The Anne Arundel County Council is considering a special bill to close the $20,000 gap between the annual pay of the county’s only Black county agency head and that of his White counterparts.
Rick Anthony, director of Recreation and Parks for Anne Arundel County, Md. is paid $88,121 per year, while his counterparts earn over $100,000. The gap exists although Anthony, who has been in the job since 2010, is well-regarded.
County Executive Laura Neuman told the AFRO, “He has been doing the job, and from what I understand he has been doing the job well.”
The department head position is a position that Anthony was promoted into three years ago.
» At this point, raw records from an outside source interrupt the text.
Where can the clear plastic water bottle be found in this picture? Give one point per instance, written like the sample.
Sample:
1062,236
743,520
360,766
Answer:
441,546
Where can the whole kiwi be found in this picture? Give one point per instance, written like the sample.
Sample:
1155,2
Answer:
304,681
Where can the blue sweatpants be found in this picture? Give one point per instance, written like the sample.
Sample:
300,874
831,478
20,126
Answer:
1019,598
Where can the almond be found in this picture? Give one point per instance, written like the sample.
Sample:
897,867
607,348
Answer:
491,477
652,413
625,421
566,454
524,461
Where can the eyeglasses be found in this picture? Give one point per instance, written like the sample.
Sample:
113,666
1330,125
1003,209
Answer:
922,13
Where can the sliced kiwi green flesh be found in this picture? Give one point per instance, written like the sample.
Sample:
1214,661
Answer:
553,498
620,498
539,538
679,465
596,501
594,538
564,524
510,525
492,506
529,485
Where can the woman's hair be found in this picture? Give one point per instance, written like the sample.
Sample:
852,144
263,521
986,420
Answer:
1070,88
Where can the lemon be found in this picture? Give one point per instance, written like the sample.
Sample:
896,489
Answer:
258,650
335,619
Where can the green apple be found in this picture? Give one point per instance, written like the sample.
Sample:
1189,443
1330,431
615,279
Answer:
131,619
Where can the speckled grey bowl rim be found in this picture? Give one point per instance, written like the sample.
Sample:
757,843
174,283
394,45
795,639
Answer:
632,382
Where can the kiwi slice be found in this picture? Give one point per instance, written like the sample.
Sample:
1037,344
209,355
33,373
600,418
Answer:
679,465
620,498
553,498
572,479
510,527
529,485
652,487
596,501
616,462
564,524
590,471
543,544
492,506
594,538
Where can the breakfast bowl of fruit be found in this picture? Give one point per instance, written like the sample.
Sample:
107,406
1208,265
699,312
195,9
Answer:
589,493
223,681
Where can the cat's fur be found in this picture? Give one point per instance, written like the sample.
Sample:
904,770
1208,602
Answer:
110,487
Neuman said she can’t account for the gap and noted that she wasn’t aware of it until “Anthony met with me and brought it to my attention.” He was placed in the position before Neuman took the helm.
“Once Anthony brought this to my attention, I noticed that even at a ten percent increase it still would not make his salary comparable to his counterparts,” said Neuman.
In a statement to the AFRO, Neuman said “the fact that Anthony doesn’t possess a college degree could play a part in why he is being paid the salary he was initially awarded.” She said, “we are now moving forward in making sure he is getting treated fairly.”
According to Anne Arundel County government, the bill that allows Neuman to boost Anthony’s salary was introduced June 3 by council chairman Jerry Walker.
The bill would allow Neuman to increase the pay, on a one-time basis, of a department’s head who’s salary was twenty-five percent or more below the average of all persons in the same pay grade.
County council approval is needed to allow Neuman to increase Anthony’s salary beyond the ten percent increase level. If the bill is approved, Anthony would get a raise effective June 20.
“It seems fair that he should be compensated appropriately,” said Neuman. She said, “At the end of the day, it’s about treating everyone fairly.”
Prior to being promoted as the recreation and parks director in June 2010, Anthony served as the special assistant to the county executive in March 2009.
“It just didn’t make sense that we have one African American department head and he’s getting paid significantly less,” Neuman told the AFRO.